You may thinking at this point that The Last Bookstore on Earth sounds like every other apocalyptic tale you’ve ever read, and in some respects you’d be right; Braun-Arnold does doff her storytelling cap to more than few tried and true tropes of the genre.
But that’s not the whole story of this remarkable and often quite moving novel which draws on beautifully told exposition to fill out Liz and Maeve’s respective worlds and why it is they need each other so much.
When I was little, like really little, I read a book about the end of the world.
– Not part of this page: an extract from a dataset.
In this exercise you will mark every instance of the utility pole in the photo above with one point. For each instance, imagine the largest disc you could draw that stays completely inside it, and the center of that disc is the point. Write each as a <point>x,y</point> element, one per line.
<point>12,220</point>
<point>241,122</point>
I think it was sort of a gateway drug, and then fiction gave way to real life, and here we are.
Where The Last Bookstore on Earth truly comes into its own is it focus on a survivor who doesn’t do all the things most people do.
She is allowed to be traumatised, to still be wrapped in grief and extreme loss, because she has a place to call home, unlike most other people, and she has had just enough food and water etc to stay alive without killing others or going all Lord of the Flies on everyone else.
This means that even though the novel is full of these types of people, Liz remains our counterpoint to them, our one true north to what people used to be, someone who even in the face of great and prevailing danger refuses to turn and run, choosing to stay in the bookstore than has become her home.
It’s Liz’s humanity that gives the novel its heart, and while there are dramatic scenes and some truly harrowing moments, how could there not be, what emerges most forcefully and gently too in The Last Bookstore on Earth is just how much of your humanity you can hang onto if you choose to and how love is not a spend commodity when the world itself almost gasps its last.
Braun-Arnold doesn’t tell a simplistic tale and it’s certainly not just a case of love winning over everything in the face of impossible odds – that it might do it is not the whole story – but of one person, and then two, facing down what everyone else is doing and choosing to be different for a whole host of reasons but primarily because they want a home when no one thinks there can be such a thing anymore, and they, especially Liz, are willing to fight for it in a way that defies all the conventions of the time.
The Last Bookstore on Earth is astonishingly emotive and epically big and beautifully intimate all at once, and while it makes it clear we may not have much choice about how the worlds ends, we can sure as hell control how we respond to this terrible event and we might just emerge with our humanity and sense of safety and home intact, not just for our benefit but for plenty of others besides.